The Spectral Correlation Function for Rectangular-Pulse BPSK

In this post, I show the non-conjugate and conjugate spectral correlation functions (SCFs) for the rectangular-pulse BPSK signal we generated in a previous post. The theoretical SCF can be analytically determined for a rectangular-pulse BPSK signal with independent and identically distributed bits (see My Papers [6] for example or The Literature [R1]). The cycle frequencies are, of course, equal to those for the CAF for rectangular-pulse BPSK. In particular, for the non-conjugate SCF, we have cycle frequencies of \alpha = k f_{bit} for all integers k, and for the conjugate SCF we have \alpha = 2f_c \pm k f_{bit}.
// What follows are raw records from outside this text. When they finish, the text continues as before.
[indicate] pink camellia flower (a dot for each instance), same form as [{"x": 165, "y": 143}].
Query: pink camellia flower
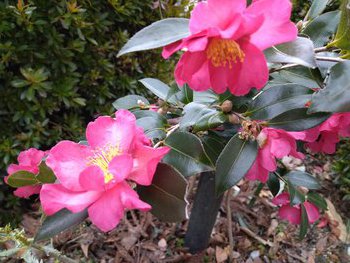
[
  {"x": 102, "y": 176},
  {"x": 29, "y": 161},
  {"x": 325, "y": 137},
  {"x": 273, "y": 143},
  {"x": 293, "y": 213},
  {"x": 225, "y": 47}
]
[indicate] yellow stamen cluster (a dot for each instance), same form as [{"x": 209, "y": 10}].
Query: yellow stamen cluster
[
  {"x": 102, "y": 158},
  {"x": 224, "y": 51}
]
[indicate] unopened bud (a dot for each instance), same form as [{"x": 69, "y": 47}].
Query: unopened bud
[
  {"x": 226, "y": 106},
  {"x": 234, "y": 119},
  {"x": 299, "y": 25}
]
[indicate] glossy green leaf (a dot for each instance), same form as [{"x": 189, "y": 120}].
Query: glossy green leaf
[
  {"x": 46, "y": 175},
  {"x": 200, "y": 117},
  {"x": 22, "y": 178},
  {"x": 213, "y": 145},
  {"x": 317, "y": 7},
  {"x": 298, "y": 178},
  {"x": 157, "y": 87},
  {"x": 277, "y": 100},
  {"x": 304, "y": 224},
  {"x": 322, "y": 28},
  {"x": 342, "y": 38},
  {"x": 234, "y": 162},
  {"x": 300, "y": 51},
  {"x": 336, "y": 96},
  {"x": 274, "y": 184},
  {"x": 59, "y": 222},
  {"x": 317, "y": 200},
  {"x": 187, "y": 154},
  {"x": 130, "y": 102},
  {"x": 153, "y": 127},
  {"x": 158, "y": 34},
  {"x": 297, "y": 120},
  {"x": 166, "y": 194}
]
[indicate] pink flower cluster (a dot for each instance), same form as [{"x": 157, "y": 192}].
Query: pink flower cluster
[
  {"x": 324, "y": 137},
  {"x": 225, "y": 47},
  {"x": 100, "y": 177}
]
The simulated BPSK signal is used as input to the frequency-smoothing method of spectral correlation estimation (My Papers [6], The Literature [R1, R5]). The signal has bit rate of f_{bit} =  100 kHz and a carrier frequency of f_c =  50 kHz. (The simulated signal as a bit rate of 0.1 and a carrier offset of 0.05, and we have selected the somewhat arbitrary sampling rate of 1.0 MHz.) The result is shown below:

ww_scf

Figure 1. Estimated non-conjugate and conjugate spectral correlation surfaces for rectangular-pulse BPSK.
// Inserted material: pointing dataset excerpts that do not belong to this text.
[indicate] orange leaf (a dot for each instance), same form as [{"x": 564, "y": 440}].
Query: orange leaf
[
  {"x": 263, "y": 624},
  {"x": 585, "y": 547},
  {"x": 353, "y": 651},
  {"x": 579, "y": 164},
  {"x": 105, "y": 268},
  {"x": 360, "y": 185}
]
Only the non-negative cycle frequencies are shown for the non-conjugate SCF due to symmetry of the SCF.

The theoretical SCF formula can be numerically evaluated using the parameters of our rectangular-pulse BPSK signal, and the result is plotted below:

ww_ideal_scf

Figure 2. Theoretical non-conjugate and conjugate spectral correlation surfaces for rectangular-pulse BPSK. The formula for the spectral correlation function for a continuous-time BPSK signal is numerically evaluated to form the surfaces.

The match is excellent!

At this point, we have generated a useful test signal, defined the basic temporal and spectral second-order parameters of cyclostationary signals, and shown that our formulas and estimates match for the test signal. We are prepared to begin study of more complex mathematical topics and, perhaps most usefully, study of the cyclostationarity properties of sophisticated real-world signals.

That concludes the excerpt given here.